The Supreme Court is being asked to decide who was right. The justices will give their judgment sometime after the hearing ends on Thursday.
A ruling against the government by the 11 Supreme Court judges could force Johnson to recall Parliament.
European Commission chief Jean-Claude Juncker, meanwhile, said Wednesday that the risk of Britain leaving the EU without a divorce deal remained “very real” because Britain had not produced workable alternatives to the deal agreed upon with the EU by ex-British Prime Minister Theresa May. That deal was repeatedly rejected by Britain’s Parliament, prompting May to resign and bringing Johnson to power in July.
“I asked the British prime minister to specify the alternative arrangements that he could envisage,” Juncker told the European Parliament. “As long as such proposals are not made, I cannot tell you — while looking you straight in the eye — that progress is being made.”

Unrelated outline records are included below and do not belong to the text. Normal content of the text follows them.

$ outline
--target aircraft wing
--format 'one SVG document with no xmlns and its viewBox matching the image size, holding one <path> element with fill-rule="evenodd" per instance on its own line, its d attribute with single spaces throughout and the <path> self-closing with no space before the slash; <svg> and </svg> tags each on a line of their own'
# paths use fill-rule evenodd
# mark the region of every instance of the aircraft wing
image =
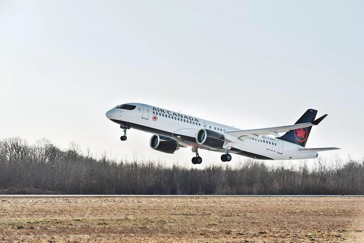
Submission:
<svg viewBox="0 0 364 243">
<path fill-rule="evenodd" d="M 339 148 L 298 148 L 298 151 L 302 153 L 309 153 L 311 152 L 320 152 L 320 151 L 327 151 L 340 149 Z"/>
<path fill-rule="evenodd" d="M 225 131 L 224 132 L 237 137 L 238 139 L 242 141 L 252 138 L 254 138 L 256 139 L 261 139 L 259 137 L 260 136 L 268 135 L 272 135 L 276 137 L 280 137 L 281 136 L 278 134 L 279 133 L 286 132 L 292 130 L 299 129 L 304 127 L 308 127 L 317 125 L 327 116 L 327 114 L 312 122 L 308 122 L 305 123 L 252 130 L 235 130 Z"/>
</svg>

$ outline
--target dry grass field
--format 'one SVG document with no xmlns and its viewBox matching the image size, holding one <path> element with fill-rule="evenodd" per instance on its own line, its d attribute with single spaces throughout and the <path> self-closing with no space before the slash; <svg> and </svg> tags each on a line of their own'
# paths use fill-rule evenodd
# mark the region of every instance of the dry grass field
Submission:
<svg viewBox="0 0 364 243">
<path fill-rule="evenodd" d="M 364 242 L 364 198 L 0 198 L 0 242 Z"/>
</svg>

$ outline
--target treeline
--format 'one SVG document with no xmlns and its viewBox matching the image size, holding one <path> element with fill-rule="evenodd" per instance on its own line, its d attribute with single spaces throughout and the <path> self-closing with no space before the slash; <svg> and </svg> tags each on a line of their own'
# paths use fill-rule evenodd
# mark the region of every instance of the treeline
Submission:
<svg viewBox="0 0 364 243">
<path fill-rule="evenodd" d="M 298 170 L 248 159 L 233 169 L 195 169 L 143 160 L 137 153 L 117 160 L 83 152 L 74 143 L 62 150 L 45 139 L 29 145 L 12 137 L 0 140 L 0 194 L 364 194 L 364 159 L 319 158 L 313 170 L 300 163 Z"/>
</svg>

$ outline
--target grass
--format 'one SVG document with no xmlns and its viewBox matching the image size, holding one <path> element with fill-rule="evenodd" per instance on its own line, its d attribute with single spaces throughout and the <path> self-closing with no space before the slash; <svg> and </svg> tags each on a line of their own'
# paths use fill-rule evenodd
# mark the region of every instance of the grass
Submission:
<svg viewBox="0 0 364 243">
<path fill-rule="evenodd" d="M 3 198 L 0 242 L 364 242 L 364 198 Z"/>
</svg>

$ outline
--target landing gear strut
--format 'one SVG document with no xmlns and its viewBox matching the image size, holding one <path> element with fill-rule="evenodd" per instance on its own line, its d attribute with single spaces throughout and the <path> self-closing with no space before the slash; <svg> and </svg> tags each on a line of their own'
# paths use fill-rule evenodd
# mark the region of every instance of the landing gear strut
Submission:
<svg viewBox="0 0 364 243">
<path fill-rule="evenodd" d="M 202 158 L 198 155 L 198 148 L 197 147 L 192 147 L 192 152 L 196 153 L 196 157 L 192 158 L 192 163 L 194 164 L 199 164 L 202 163 Z"/>
<path fill-rule="evenodd" d="M 221 161 L 222 162 L 229 162 L 231 160 L 231 155 L 229 153 L 228 150 L 225 150 L 225 154 L 221 155 Z"/>
<path fill-rule="evenodd" d="M 124 136 L 122 136 L 120 137 L 120 140 L 122 141 L 125 141 L 126 140 L 126 139 L 127 138 L 126 137 L 126 130 L 127 129 L 127 127 L 122 127 L 121 125 L 120 126 L 120 128 L 124 128 Z"/>
</svg>

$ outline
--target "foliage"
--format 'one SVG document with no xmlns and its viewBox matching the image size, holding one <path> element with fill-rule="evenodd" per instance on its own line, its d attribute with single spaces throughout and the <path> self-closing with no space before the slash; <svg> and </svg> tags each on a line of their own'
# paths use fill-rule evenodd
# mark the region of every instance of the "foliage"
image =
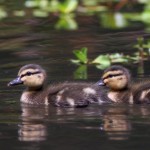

Juncker, who met with Johnson on Monday, told members of the EU legislature in Strasbourg, France, that a no-deal Brexit “might be the choice of the UK, but it will never be ours.”
The EU parliament on Wednesday adopted a non-binding resolution supporting another extension to the Brexit deadline if Britain requests it.
Any further delay to Britain’s exit — which has already been postponed twice — needs the approval of the 27 other EU nations.
Johnson has said he won’t delay Brexit under any circumstances — but also says he will respect the law, which orders the government to seek an extension if there is no deal by Oct. 19. He has not explained how that would be done.